For converting uint8_t[8] to uint64_t there is a great solution - just do this:
void to(const std::uint8_t* bytes, std::uint64_t &x) {
x = (std::uint64_t(bytes[0]) << 8*0) |
(std::uint64_t(bytes[1]) << 8*1) |
(std::uint64_t(bytes[2]) << 8*2) |
(std::uint64_t(bytes[3]) << 8*3) |
(std::uint64_t(bytes[4]) << 8*4) |
(std::uint64_t(bytes[5]) << 8*5) |
(std::uint64_t(bytes[6]) << 8*6) |
(std::uint64_t(bytes[7]) << 8*7);
}
This looks inefficient but actually with Clang -O2 it generates exactly the same assembly as before, and if you compile on a big endian machine it will be smart enough to use a native byte swap instruction. E.g. this code:
void to(const std::uint8_t* bytes, std::uint64_t &x) {
x = (std::uint64_t(bytes[7]) << 8*0) |
(std::uint64_t(bytes[6]) << 8*1) |
(std::uint64_t(bytes[5]) << 8*2) |
(std::uint64_t(bytes[4]) << 8*3) |
(std::uint64_t(bytes[3]) << 8*4) |
(std::uint64_t(bytes[2]) << 8*5) |
(std::uint64_t(bytes[1]) << 8*6) |
(std::uint64_t(bytes[0]) << 8*7);
}
Compiles to:
mov rax, qword ptr [rdi]
bswap rax
mov qword ptr [rsi], rax
ret
My question is: is there an equivalent reliably-optimised construct for converting in the opposite direction? I've tried this, but it gets compiled naively:
void from(const std::uint64_t &x, uint8_t* bytes) {
bytes[0] = x >> 8*0;
bytes[1] = x >> 8*1;
bytes[2] = x >> 8*2;
bytes[3] = x >> 8*3;
bytes[4] = x >> 8*4;
bytes[5] = x >> 8*5;
bytes[6] = x >> 8*6;
bytes[7] = x >> 8*7;
}
Edit: After some experimentation, this code does get compiled optimally with GCC 8.1 and later as long as you use uint8_t* __restrict__ bytes. However I still haven't managed to find a form that Clang will optimise.
Here's what I could test based on the discussion in OP's comments:
void from_optimized(const std::uint64_t &x, std::uint8_t* bytes) {
std::uint64_t big;
std::uint8_t* temp = (std::uint8_t*)&big;
temp[0] = x >> 8*0;
temp[1] = x >> 8*1;
temp[2] = x >> 8*2;
temp[3] = x >> 8*3;
temp[4] = x >> 8*4;
temp[5] = x >> 8*5;
temp[6] = x >> 8*6;
temp[7] = x >> 8*7;
std::uint64_t* dest = (std::uint64_t*)bytes;
*dest = big;
}
Looks like this will make things clearer for the compiler and let it assume the necessary parameters to optimize it (both on GCC and Clang with -O2).
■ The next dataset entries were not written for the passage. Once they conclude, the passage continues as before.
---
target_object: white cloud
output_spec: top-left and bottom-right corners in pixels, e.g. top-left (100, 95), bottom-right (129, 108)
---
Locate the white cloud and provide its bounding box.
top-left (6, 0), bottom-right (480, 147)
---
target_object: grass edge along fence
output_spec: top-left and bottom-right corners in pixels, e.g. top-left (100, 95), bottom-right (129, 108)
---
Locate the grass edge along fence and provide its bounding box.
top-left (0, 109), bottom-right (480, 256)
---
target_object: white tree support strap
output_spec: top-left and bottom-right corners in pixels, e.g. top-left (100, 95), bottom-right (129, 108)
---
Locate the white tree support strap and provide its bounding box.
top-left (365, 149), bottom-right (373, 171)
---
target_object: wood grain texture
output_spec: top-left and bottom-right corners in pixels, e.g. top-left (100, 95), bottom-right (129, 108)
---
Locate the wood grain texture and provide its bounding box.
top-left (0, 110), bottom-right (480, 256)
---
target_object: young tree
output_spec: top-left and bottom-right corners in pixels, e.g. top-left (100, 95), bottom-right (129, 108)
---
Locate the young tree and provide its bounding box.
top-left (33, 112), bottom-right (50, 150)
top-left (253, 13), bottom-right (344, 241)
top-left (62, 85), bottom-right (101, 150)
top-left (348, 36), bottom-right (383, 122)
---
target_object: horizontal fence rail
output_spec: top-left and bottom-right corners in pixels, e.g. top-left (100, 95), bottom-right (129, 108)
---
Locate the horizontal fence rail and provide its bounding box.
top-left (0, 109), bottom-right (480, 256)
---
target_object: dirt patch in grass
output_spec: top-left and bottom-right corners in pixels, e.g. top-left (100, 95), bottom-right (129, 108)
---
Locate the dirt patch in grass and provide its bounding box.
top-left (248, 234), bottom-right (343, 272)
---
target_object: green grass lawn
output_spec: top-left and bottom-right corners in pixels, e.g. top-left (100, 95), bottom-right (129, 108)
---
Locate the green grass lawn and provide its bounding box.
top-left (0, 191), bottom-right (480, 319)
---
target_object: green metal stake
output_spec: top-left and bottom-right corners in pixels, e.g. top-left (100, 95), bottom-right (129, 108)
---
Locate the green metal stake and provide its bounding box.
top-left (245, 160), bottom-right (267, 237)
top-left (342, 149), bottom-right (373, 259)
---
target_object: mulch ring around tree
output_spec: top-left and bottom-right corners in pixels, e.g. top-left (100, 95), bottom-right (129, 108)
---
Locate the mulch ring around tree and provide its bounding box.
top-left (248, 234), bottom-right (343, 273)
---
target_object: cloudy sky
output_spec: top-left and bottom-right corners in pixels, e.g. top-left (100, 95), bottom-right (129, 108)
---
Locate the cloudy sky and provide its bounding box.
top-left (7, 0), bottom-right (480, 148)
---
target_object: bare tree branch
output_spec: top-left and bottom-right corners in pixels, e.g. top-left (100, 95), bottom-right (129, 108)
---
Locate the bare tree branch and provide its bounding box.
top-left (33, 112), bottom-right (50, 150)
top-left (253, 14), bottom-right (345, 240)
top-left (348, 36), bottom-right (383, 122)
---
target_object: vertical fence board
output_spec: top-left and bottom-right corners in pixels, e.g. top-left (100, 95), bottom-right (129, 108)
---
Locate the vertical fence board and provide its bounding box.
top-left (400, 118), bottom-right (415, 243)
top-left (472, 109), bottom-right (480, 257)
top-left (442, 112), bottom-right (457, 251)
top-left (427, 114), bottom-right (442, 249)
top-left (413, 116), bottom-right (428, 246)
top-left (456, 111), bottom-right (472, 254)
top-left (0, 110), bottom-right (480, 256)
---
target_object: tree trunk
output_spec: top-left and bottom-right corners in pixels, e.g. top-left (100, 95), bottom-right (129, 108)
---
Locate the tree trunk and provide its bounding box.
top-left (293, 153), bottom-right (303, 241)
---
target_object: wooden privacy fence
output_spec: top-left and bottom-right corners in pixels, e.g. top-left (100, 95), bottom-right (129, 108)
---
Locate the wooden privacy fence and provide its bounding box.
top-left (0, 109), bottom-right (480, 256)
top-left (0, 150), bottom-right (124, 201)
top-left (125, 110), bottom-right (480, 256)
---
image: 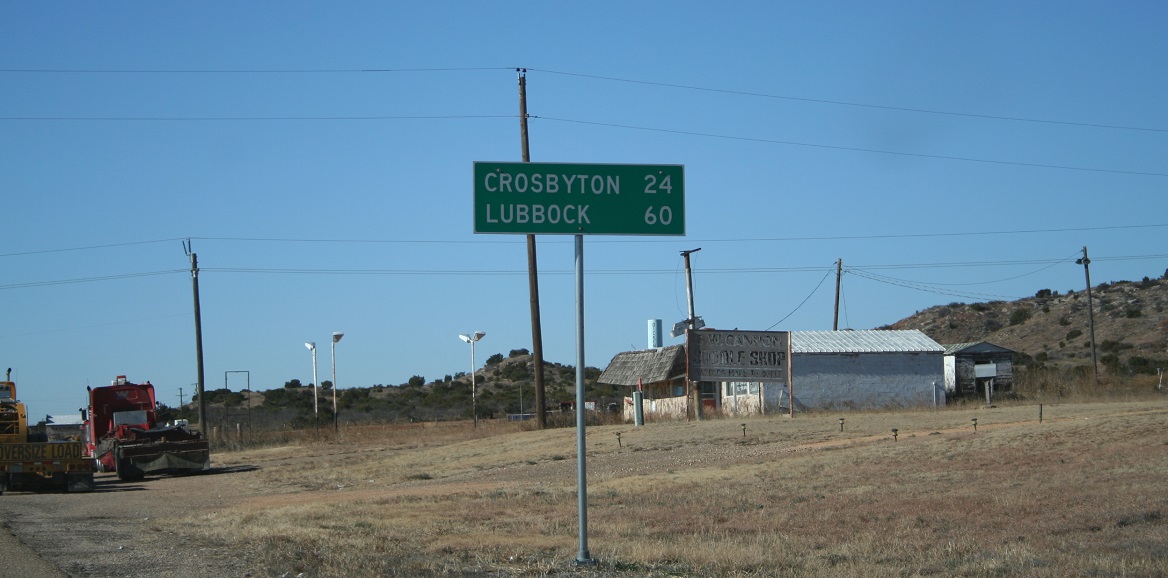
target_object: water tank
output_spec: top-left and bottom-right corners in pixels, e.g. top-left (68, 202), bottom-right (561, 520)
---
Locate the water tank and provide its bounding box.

Compiling to x86-64 (little endian) on Clang 8.0.0 (test on Godbolt):
mov rax, qword ptr [rdi]
mov qword ptr [rsi], rax
ret
Compiling to aarch64_be (big endian) on Clang 8.0.0 (test on Godbolt):
ldr x8, [x0]
rev x8, x8
str x8, [x1]
ret
What about returning a value?
Easy to reason about and small assembly:
#include <cstdint>
#include <array>
auto to_bytes(std::uint64_t x)
{
std::array<std::uint8_t, 8> b;
b[0] = x >> 8*0;
b[1] = x >> 8*1;
b[2] = x >> 8*2;
b[3] = x >> 8*3;
b[4] = x >> 8*4;
b[5] = x >> 8*5;
b[6] = x >> 8*6;
b[7] = x >> 8*7;
return b;
}
https://godbolt.org/z/FCroX5
and big endian:
#include <stdint.h>
struct mybytearray
{
uint8_t bytes[8];
};
auto to_bytes(uint64_t x)
{
mybytearray b;
b.bytes[0] = x >> 8*0;
b.bytes[1] = x >> 8*1;
b.bytes[2] = x >> 8*2;
b.bytes[3] = x >> 8*3;
b.bytes[4] = x >> 8*4;
b.bytes[5] = x >> 8*5;
b.bytes[6] = x >> 8*6;
b.bytes[7] = x >> 8*7;
return b;
}
https://godbolt.org/z/WARCqN
(std::array not available for -target aarch64_be? )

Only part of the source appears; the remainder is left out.